Personal information
- Nationality: British (English)
- Born: 9 May 1911 Leeds, England
- Died: 27 August 2002 (aged 91) Dorset, England
- Height: 163 cm (5 ft 4 in)
- Weight: 51 kg (112 lb)

Sport
- Sport: Athletics
- Event: 400 m/440 y
- Club: Army/Milocarian AC

Medal record
Men's athletics
Representing Great Britain
Olympic Games
| Silver medal – second place | 1932 Los Angeles | 4 × 400 metre |
Representing England
British Empire Games
| Gold medal – first place | 1934 London | 4 × 440 yards |
| Bronze medal – third place | 1934 London | 440 yards |

= Crew Stoneley =

English sprinter (1911–2002)

Crew Hadlett Stoneley OBE (9 May 1911 - 27 August 2002) was an English athlete who competed for Great Britain in the 1932 Summer Olympics.*

== Biography ==
Stoneley was born in Leeds, educated at Blundell's School and in 1931 received his commission in the British Army.

Stoneley became the national 440 yards champion after winning the British AAA Championships title at the 1932 AAA Championships.

Shortly afterwards he was selected to represent Great Britain at the 1932 Olympic Games in Los Angeles, as the leadoff runner in the 4 × 400 metre relay, where he won the silver medal with his teammates Tommy Hampson, David Burghley and Godfrey Rampling.
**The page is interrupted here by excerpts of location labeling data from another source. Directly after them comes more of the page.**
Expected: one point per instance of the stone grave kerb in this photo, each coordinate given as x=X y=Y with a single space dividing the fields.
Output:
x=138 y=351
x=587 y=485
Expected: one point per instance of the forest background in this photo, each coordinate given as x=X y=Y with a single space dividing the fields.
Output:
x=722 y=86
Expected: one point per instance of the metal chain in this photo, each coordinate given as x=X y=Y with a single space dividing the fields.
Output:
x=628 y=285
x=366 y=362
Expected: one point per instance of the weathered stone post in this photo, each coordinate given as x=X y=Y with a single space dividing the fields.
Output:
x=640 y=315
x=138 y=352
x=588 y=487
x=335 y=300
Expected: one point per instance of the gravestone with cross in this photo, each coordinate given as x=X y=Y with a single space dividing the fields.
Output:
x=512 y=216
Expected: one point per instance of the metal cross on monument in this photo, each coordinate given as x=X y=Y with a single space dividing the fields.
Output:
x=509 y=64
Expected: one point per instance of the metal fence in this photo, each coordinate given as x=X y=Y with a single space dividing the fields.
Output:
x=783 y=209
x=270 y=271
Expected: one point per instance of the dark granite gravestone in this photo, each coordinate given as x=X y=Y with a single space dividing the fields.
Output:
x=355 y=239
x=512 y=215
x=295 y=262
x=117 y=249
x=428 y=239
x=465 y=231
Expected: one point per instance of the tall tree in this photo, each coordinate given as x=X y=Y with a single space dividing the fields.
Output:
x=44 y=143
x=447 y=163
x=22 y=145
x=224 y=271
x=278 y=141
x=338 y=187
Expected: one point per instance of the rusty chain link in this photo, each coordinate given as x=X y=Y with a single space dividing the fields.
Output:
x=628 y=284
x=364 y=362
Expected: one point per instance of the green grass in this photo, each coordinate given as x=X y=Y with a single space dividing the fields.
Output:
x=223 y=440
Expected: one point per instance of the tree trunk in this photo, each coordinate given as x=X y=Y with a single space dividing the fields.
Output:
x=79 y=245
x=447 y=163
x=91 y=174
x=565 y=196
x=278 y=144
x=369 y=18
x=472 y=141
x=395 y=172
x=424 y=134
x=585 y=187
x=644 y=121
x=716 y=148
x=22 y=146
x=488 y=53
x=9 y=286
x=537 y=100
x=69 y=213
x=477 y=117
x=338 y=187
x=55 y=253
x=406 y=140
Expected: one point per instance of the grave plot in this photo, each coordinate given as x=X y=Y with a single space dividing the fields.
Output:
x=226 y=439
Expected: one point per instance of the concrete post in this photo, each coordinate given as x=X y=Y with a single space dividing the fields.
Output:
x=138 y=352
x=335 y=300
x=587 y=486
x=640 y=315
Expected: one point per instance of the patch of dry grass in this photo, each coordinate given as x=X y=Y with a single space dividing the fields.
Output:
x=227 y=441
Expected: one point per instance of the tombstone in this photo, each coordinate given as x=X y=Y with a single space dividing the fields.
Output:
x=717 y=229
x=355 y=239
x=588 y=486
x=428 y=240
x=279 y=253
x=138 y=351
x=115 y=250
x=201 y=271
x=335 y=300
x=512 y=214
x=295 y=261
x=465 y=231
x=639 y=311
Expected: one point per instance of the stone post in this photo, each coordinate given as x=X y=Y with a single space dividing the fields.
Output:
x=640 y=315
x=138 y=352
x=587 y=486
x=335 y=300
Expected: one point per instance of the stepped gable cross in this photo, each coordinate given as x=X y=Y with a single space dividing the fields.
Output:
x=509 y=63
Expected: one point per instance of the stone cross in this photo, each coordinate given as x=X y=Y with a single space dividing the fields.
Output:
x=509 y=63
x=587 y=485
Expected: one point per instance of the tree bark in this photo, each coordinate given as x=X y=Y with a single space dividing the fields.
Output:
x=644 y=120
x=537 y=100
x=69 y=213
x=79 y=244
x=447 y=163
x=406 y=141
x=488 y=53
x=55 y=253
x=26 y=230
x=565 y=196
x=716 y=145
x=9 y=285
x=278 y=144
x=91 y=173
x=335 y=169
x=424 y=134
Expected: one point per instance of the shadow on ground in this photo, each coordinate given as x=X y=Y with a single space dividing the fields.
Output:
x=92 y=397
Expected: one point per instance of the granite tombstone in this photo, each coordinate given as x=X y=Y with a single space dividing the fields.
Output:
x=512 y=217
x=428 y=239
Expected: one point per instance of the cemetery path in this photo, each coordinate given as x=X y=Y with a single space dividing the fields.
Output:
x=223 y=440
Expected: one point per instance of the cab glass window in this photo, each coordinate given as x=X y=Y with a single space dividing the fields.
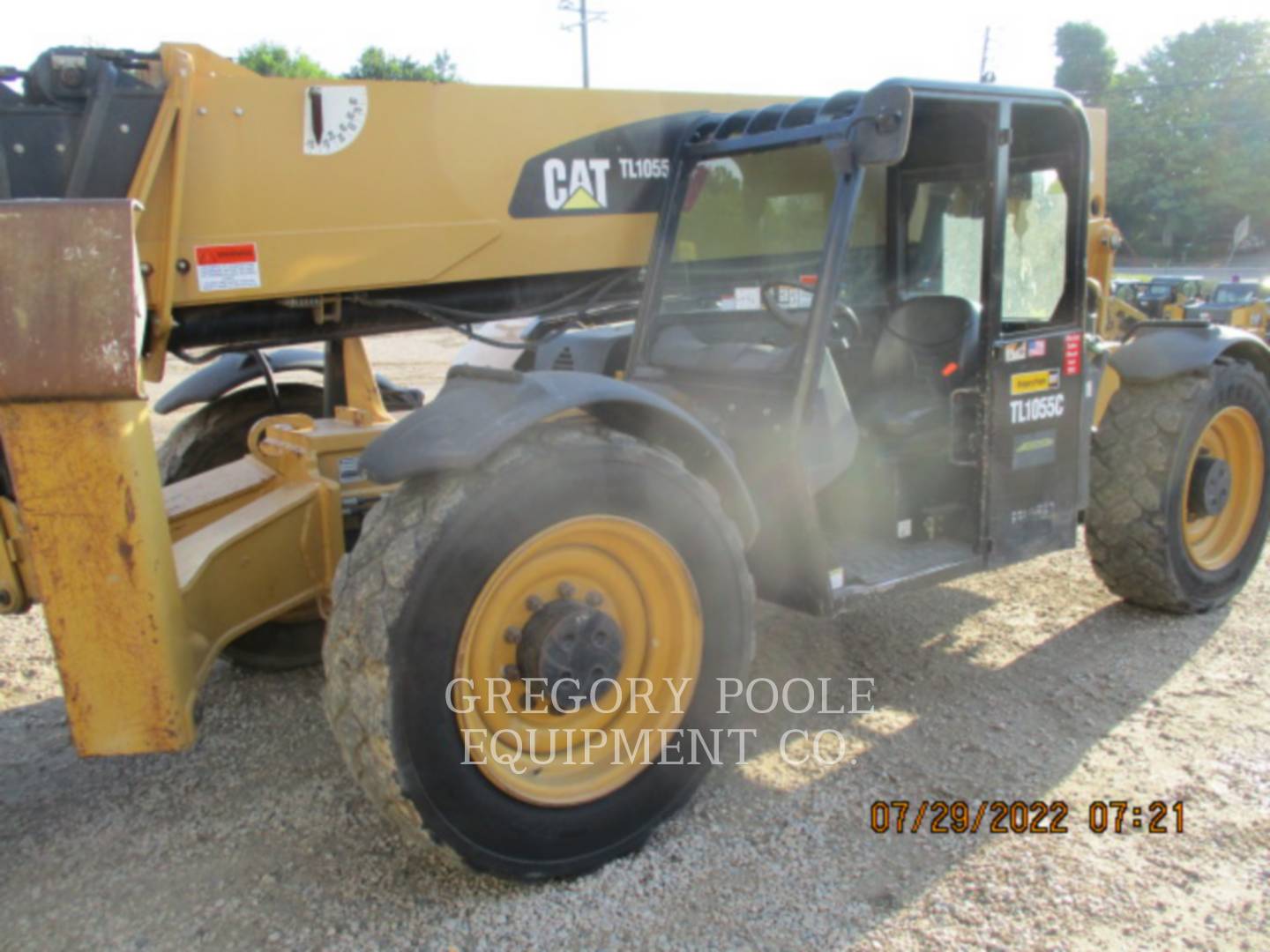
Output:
x=1035 y=262
x=746 y=221
x=943 y=225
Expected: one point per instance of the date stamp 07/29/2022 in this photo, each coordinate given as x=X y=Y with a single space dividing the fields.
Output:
x=1054 y=816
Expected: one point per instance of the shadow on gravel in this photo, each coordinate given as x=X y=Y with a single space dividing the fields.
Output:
x=259 y=829
x=952 y=729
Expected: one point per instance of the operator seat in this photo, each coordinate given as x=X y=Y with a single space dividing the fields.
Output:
x=927 y=348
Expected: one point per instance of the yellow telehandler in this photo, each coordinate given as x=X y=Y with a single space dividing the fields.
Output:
x=827 y=348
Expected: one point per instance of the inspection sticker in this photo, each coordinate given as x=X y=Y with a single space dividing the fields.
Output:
x=1033 y=383
x=228 y=267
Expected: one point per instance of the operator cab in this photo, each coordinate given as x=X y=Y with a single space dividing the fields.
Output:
x=892 y=348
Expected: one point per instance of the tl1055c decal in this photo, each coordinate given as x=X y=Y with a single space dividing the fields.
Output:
x=623 y=170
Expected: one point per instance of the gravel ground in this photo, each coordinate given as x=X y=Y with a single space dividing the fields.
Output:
x=1030 y=683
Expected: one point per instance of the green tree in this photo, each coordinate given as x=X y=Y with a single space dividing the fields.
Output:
x=1189 y=141
x=276 y=60
x=377 y=65
x=1087 y=63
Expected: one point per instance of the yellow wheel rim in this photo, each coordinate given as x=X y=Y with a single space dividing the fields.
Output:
x=554 y=756
x=1213 y=541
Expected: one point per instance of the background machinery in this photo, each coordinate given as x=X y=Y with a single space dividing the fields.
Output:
x=1237 y=305
x=842 y=348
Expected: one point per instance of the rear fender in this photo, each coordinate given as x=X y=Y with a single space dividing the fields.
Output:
x=1157 y=351
x=481 y=410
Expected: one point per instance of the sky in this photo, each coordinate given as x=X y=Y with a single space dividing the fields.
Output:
x=788 y=48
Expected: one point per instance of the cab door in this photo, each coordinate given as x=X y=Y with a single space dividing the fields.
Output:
x=1038 y=442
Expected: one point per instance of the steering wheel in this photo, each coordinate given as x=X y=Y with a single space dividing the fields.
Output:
x=768 y=296
x=841 y=312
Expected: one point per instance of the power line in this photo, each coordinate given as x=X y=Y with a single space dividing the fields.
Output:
x=583 y=20
x=1191 y=84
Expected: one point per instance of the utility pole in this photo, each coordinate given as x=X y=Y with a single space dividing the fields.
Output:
x=585 y=18
x=986 y=75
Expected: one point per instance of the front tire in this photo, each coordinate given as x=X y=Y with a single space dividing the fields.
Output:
x=566 y=519
x=1179 y=494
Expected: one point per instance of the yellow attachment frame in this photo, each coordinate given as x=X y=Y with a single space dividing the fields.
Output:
x=144 y=585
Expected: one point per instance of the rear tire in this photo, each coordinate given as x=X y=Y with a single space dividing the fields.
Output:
x=1149 y=537
x=430 y=562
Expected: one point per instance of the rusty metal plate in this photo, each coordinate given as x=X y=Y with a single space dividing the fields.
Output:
x=71 y=301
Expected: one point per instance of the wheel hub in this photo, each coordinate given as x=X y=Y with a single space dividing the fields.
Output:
x=568 y=641
x=1211 y=487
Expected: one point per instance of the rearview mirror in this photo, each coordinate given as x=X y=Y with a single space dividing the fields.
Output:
x=882 y=124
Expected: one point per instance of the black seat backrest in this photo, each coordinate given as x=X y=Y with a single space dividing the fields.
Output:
x=923 y=338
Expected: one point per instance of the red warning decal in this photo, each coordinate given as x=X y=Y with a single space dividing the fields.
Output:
x=225 y=254
x=228 y=267
x=1073 y=346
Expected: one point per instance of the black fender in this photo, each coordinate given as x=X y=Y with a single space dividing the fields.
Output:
x=481 y=409
x=1156 y=351
x=228 y=371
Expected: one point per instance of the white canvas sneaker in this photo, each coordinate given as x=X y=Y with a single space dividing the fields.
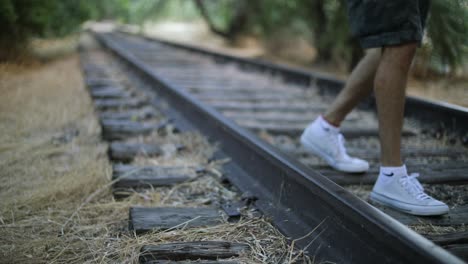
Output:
x=325 y=140
x=406 y=194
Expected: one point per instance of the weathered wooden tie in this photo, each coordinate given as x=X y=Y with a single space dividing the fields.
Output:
x=125 y=152
x=145 y=176
x=92 y=83
x=131 y=114
x=115 y=129
x=143 y=219
x=109 y=93
x=104 y=104
x=204 y=250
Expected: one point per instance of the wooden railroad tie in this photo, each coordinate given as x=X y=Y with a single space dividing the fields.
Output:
x=131 y=103
x=133 y=114
x=146 y=176
x=204 y=251
x=93 y=83
x=116 y=129
x=109 y=92
x=143 y=219
x=126 y=152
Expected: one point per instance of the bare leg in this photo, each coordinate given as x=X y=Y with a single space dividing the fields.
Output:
x=390 y=85
x=358 y=86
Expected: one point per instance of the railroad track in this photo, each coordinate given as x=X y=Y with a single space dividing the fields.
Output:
x=295 y=189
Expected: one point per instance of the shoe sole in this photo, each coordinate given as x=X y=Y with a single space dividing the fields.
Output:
x=407 y=208
x=317 y=151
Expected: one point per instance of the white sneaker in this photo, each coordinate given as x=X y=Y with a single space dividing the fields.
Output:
x=325 y=140
x=406 y=194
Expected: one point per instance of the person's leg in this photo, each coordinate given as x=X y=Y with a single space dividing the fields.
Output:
x=322 y=137
x=394 y=187
x=358 y=86
x=390 y=85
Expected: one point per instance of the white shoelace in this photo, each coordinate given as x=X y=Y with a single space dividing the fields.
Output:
x=339 y=142
x=412 y=185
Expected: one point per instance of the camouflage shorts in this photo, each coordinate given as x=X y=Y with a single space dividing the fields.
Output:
x=379 y=23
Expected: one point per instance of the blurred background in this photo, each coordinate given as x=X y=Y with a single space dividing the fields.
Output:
x=312 y=34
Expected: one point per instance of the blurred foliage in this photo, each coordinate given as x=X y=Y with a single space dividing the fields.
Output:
x=22 y=19
x=448 y=35
x=322 y=22
x=325 y=23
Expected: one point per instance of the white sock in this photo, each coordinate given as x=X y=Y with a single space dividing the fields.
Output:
x=397 y=171
x=327 y=125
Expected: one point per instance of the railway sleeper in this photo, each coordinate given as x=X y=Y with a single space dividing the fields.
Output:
x=133 y=115
x=126 y=152
x=146 y=219
x=131 y=103
x=194 y=250
x=117 y=129
x=128 y=176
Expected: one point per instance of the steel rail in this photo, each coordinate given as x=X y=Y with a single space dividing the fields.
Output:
x=432 y=113
x=330 y=222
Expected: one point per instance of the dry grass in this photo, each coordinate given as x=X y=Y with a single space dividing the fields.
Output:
x=50 y=158
x=56 y=202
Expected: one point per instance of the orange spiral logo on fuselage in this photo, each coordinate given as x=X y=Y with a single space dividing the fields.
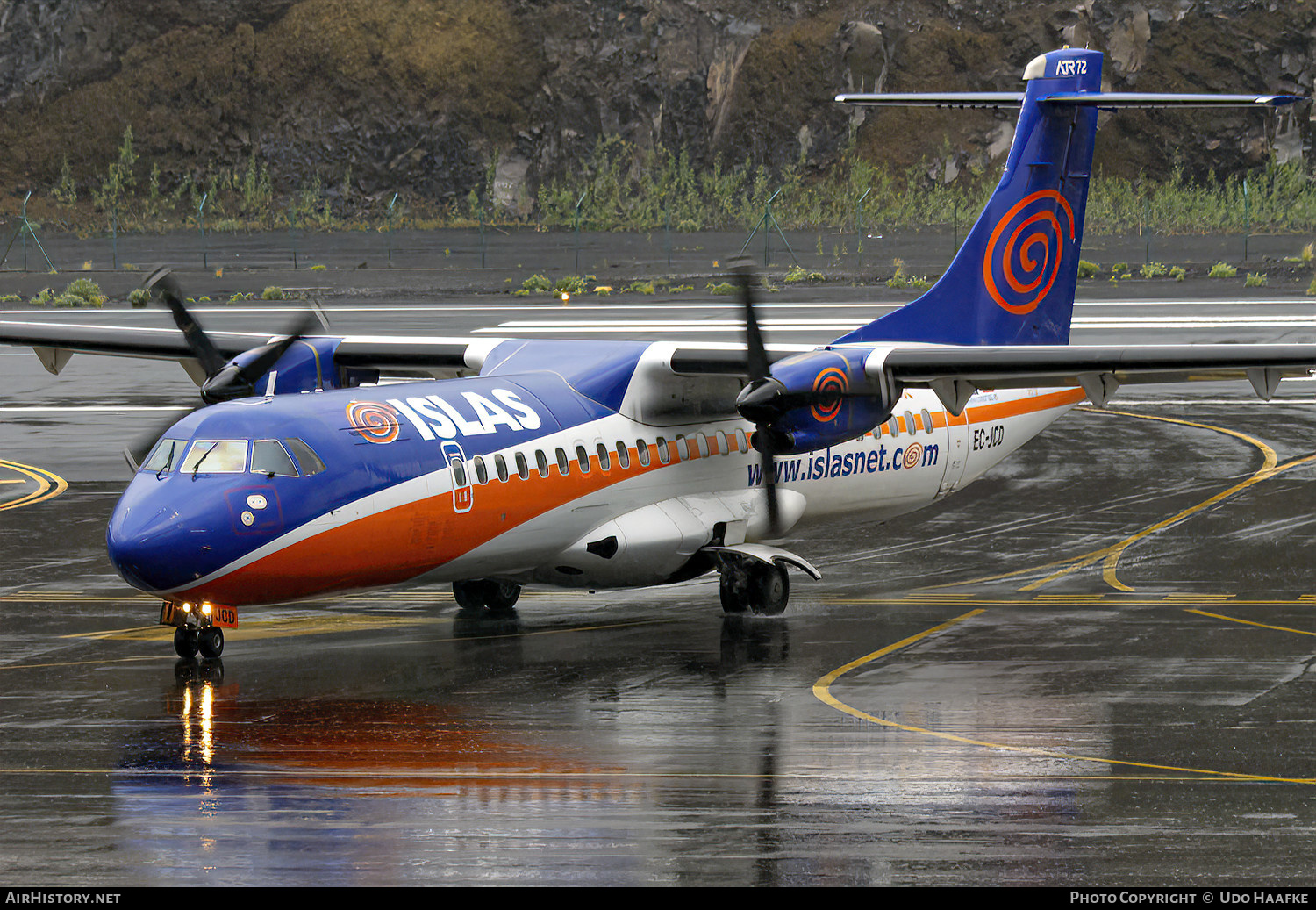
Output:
x=832 y=383
x=1026 y=247
x=373 y=421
In the 400 metre contest he was eliminated in the semi-finals.

At the 1934 British Empire Games he was a member of the English relay team which won the gold medal in the 4 × 440 yards competition. In the 440 yards event he won the bronze medal.

Stoneley was awarded the OBE. Stoneley retired in 1964 as a Brigadier and served as Colonel Commandant of the Royal Signals. He died in Dorset.